Sottratta dai giudici alla responsabilità genitoriale, promessa in sposa ad un connazionale molto più anziano di lei. Arriva da un piccolo comune del sud Salento, la storia di Aisha, ( nome di fantasia ), 15 anni, pakistana
Il suo destino che sembrava ormai scritto è cambiato all’improvviso dopo aver pensato persino di togliersi la vita, come confidato alle compagne di scuola, per sottrarsi ad un matrimonio combinato. Ora si trova al sicuro, lontano, in una comunità segreta, affidata ad un curatore speciale “ salvata” dalla Procura dei Minorenni di Lecce.

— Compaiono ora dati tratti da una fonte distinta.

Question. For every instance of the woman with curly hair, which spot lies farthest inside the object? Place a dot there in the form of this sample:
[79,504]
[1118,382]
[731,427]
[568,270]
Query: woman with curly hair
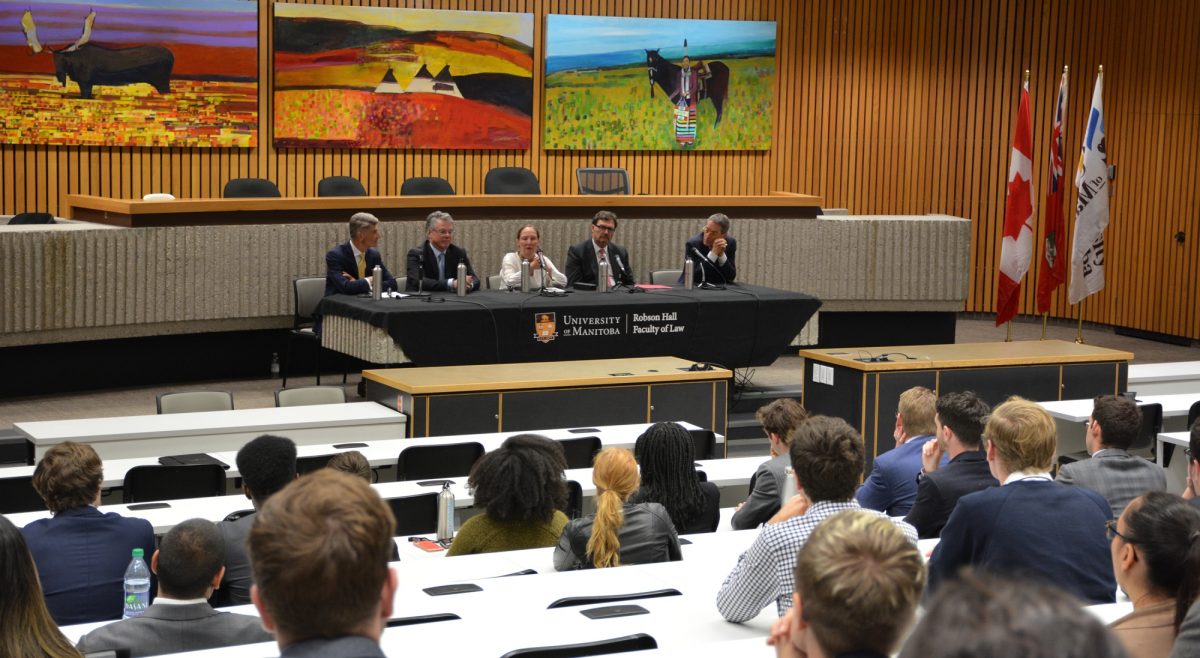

Un’operazione lampo, con carattere d’urgenza per il pericolo di incolumità derivante, disposta dalla Procuratrice Simona Filoni e durata 48 ore ,condotta di concerto con la polizia giudiziaria e i servizi sociali del comune dove la famiglia risiede. Basti pensare che avendo sentore dell’immediata partenza della famiglia per il Pakistan, si è reso necessario persino bloccare tutti i voli verso quella destinazione. La necessità di fare in fretta per evitare un nuovo caso Saman, la 18 enne pakistana uccisa a Novellara dal clan familiare per aver rifiutato di sposare il cugino in Pakistan.
Dalle dichiarazioni fatte dalla 15enne ai giudici, emerge come fosse suo desiderio restare in Italia e di come fosse costretta a seguire le rigide regole imposte dal padre , come indossare il burka a scuola, o il divieto assoluto di socializzare con i compagni di sesso opposto. La ragazzina avrebbe anche rivelato di come il padre non volesse neppure iscriverla al terzo anno delle superiori. A controllarla il fratello maggiore, anche lui minorenne, fedele esecutore dei voleri del padre. La Procura ha aperto un fascicolo anche a tutela degli altri figli minori della coppia rimasti a casa.